Knitwear and denim fabrics lead value added exports while facing challenges

In our previous issue, we provided our readers with a compendium of the annual textile statistics and analysis that covered the last fiscal year from July 2016 to June 2017. The trends have not changed in the first seven months as compared with the same period last year. The total textile exports from July to December 2018 remained almost stagnant at US$ 6.5 million. The growth is entirely attributed to the value added sectors particularly the knitwear leading with a gain of 10.5%.

The country faced extraordinary financial uncertainty in the first six months corresponding with the first six months of the new government of PTI, therefore, with dwindling foreign exchange reserves and further devaluation of 15% (PKR 121 to PKR 139 to a dollar), the orders started to come under severe price competition in the international market.

The exports of raw cotton, cotton yarn and low-quality grey fabrics sectors saw a steady decline following the past trend.  Home textiles witnessed a modest growth of 3.27% in the last six months despite the devaluation of Pak Rupee by more than 15%. Towel industry faced a decline of 2% in exports effectively maintaining the status quo in the first six months. The other sectors such as synthetic textiles also maintained the levels achieved last year when synthetic textiles exports had surged by more than 90% in 2016-17.

The apparel sector, mainly the knitwear, has once again led the growth with a total increase of 11.39% from US$2.6 Billion to US$2.7 Billion. Remarkably, the knitwear sector accounts for 10.5% growth while the readymade garments exports remained stagnant at 0.82%.  Despite an excellent performance by the knitwear sector, a matter of concern is the declining unit value by 7.7% indicating price pressure.  The raw material for the knitting sector is cotton yarn which is at the moment facing declining exports and therefore a resurging knitwear sector is a blessing for the local spinners.

On the other hand, cotton fabrics have also shown a decline with the exception of denim fabrics. Denim fabrics witnessed an increase of 16% in terms of quantity during last six months (268 million Sqm) and a 15% increase in terms of value (US$ 275 million July - Dec 2018-19).  This amounts to almost 27% of the total fabric exports with the major share going to Bangladesh.  Denim exports to Bangladesh account for 52% of the total denim fabric exports, followed by Turkey, Sri Lanka and Vietnam.

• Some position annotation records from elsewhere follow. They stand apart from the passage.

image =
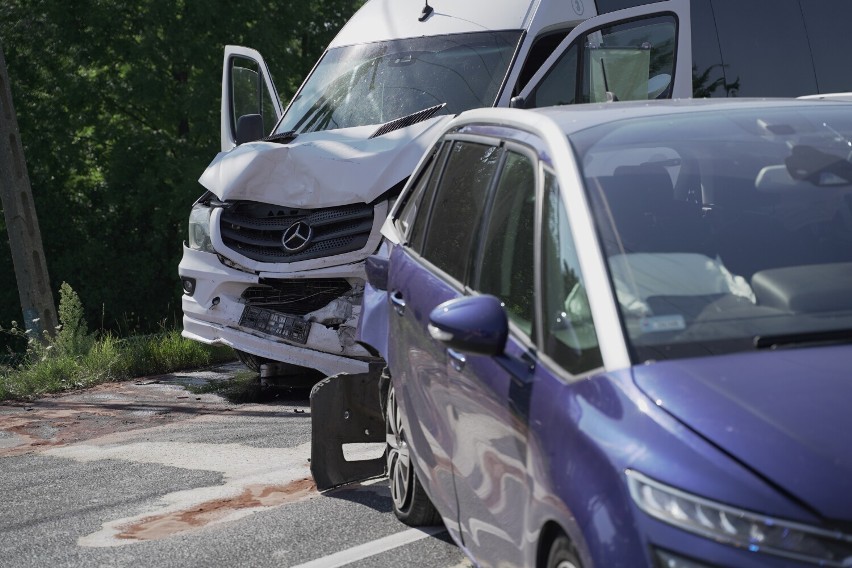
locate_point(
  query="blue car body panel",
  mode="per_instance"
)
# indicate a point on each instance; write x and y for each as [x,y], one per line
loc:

As our editorials of past years had warned the spinning industry against dependency on a single market of China, we would like to ask our denim industry to remain vigilant, particularly as we hear of the new investments in denim manufacturing encouraged by the government of Bangladesh. In the first six months, exports of denim to Bangladesh increased by 20%with many leading global brands designating Pakistan as the prime source of quality denim fabrics. The high level of R&D being undertaken by the denim industry of Pakistan has allowed it to attain this strong global position. This position, however, should not be taken for granted and investment in denim garment manufacturing needs urgent attention as exports of denim jeans have matched the growth in denim fabrics.

In fact, the denim jeans exports (HS Code 62034200), while remaining constant in terms of quantities from July to December 2018 (35 Million units), declined in terms of value by more than 24% resulting in the unit export value of an average pair of jeans to decline from US$ 6.0 to merely US$4.7. There seems to be severe pressure on the denim garments sector to export at a minimum price.

The textile industry of Pakistan is struggling to survive facing intense global competition. The situation is far from satisfactory. The only way forward is to strive for the highest value addition through continuous R&D, brand development and marketing as well as investments in lean and efficient manufacturing facilities.